OPUS: Herr Minister, welche Bedeutung haben für Sie Kunst und Kulturbetrieb im gesamtgesellschaftlichen Leben Luxemburgs?
Minister Eric Thill: Kultur ist ein bedeutendes Thema hier in Luxemburg, ebenso wie sie in der ganzen Großregion hohe Wertschätzung genießt. Wir haben hier in einem kleinen Land mit einer ganz internationalen, multikulturellen Gesellschaft eine vielfältige Kulturszene, bei der wir ermöglichen, Kultur direkt zu den Menschen zu bringen. Kultur stellt sich für mich einerseits im Alltag dar, in der Tradition und der Sprache, andererseits aber auch in der Diversität und dem multikulturellen breitgefächerten Angebot, das wir haben. Hier leben schließlich 180 Nationen zusammen. Wir sind sehr stolz auf unsere kulturelle Infrastruktur. Ich nenne als Beispiel nur das Nationalmuseum, das Mudam oder die Philharmonie. Zudem haben wir in den letzten Jahren bessere Arbeitsmöglichkeiten für Künstler geschaffen.
Auch außerhalb der Hauptstadt haben Sie in den kleinen Gemeinden ein dichtes Netz von Kultureinrichtungen geschaffen.
Da gibt es für mich in den nächsten Jahren zwar noch Nachholbedarf, aber das Bestehende ist wirklich schon sehr gut. Im Süden wurde mit Esch 2022 sehr viel getan. Mit dem Trifolion haben wir im Osten ein sehr modernes Kulturzentrum, ein weiteres im Norden. In den letzten Jahren ist da viel geschehen. Für mich ist die Kultur elementar. Gerade auch in diesen geopolitisch sehr unsicheren Zeiten, in denen die Kultur verbindet, in denen sie Austausch und Diversität fördert. Für mich als junger Minister war das immer ihre große Stärke. Wir sind sehr froh, dass wir eine junge, dynamische Kulturszene haben, in der viele junge Künstlerinnen und Künstler nachkommen, die von ihrem Auslandsstudium zurückkommen und wo wir sehen, dass wir eine lebendige Kunstszene auf hohem Niveau hier im Land haben.

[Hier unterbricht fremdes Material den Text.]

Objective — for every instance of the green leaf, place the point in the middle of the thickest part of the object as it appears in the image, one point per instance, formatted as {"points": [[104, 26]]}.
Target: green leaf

Welche Rolle spielt für Sie die freie Szene?
Ich bin der Meinung, dass die freie Szene sehr, sehr wichtig ist und wir als Ministerium auch die Verantwortung haben, sie zu unterstützen. Auch in Luxemburg ist es nicht einfach, von der Kunst zu leben. Daher haben wir verschiedene Förderprogramme, bei denen wir bestimmte Projekte auswählen, und Stipendien, mit denen wir gerade junge Leute unterstützen.
Ist im Rahmen der kulturellen Bildung nicht auch die Einbindung von Künstlern der freien Szene in die Unterrichtsplanung möglich, zum Beispiel als Angebot ein Instrument zu lernen?
Das hängt natürlich immer von der Schule ab, wie kulturaffin und motiviert die Schulleitung und das Kollegium sind. Ich stimme Ihnen zu, dass man die kulturelle Bildung stärken muss. Das ist eine meiner Prioritäten. Dafür ist allerdings der Bildungsminister zuständig. Wir sind da einer Meinung und im Gespräch. Im Moment gibt es schon ein sehr interessantes wichtiges Instrument. Es heißt Kulturama. Das ist ein gemeinsames Projekt von Kulturministerium und Bildungsministerium, mit dem wir einen besseren Zugang für Schüler zur Kultur ermöglichen möchten. Das geschieht zum einen durch spezielle Thementage, an denen über Tanz oder Theater in der Schule informiert wird, zum anderen über Projekte, die Künstler der freien Szene zusammen mit den Kindern realisieren. Seit kurzem haben wir in Luxemburg auch den Gratismusikunterricht. Ich finde es sehr wichtig, dass jeder, der eine öffentliche Schule besucht, gleich vom ersten Tag an die Möglichkeit hat, mit der Musik in Kontakt zu kommen.
Zur kulturellen Bildung gehört natürlich auch die Vermittlung des kulturellen Erbes.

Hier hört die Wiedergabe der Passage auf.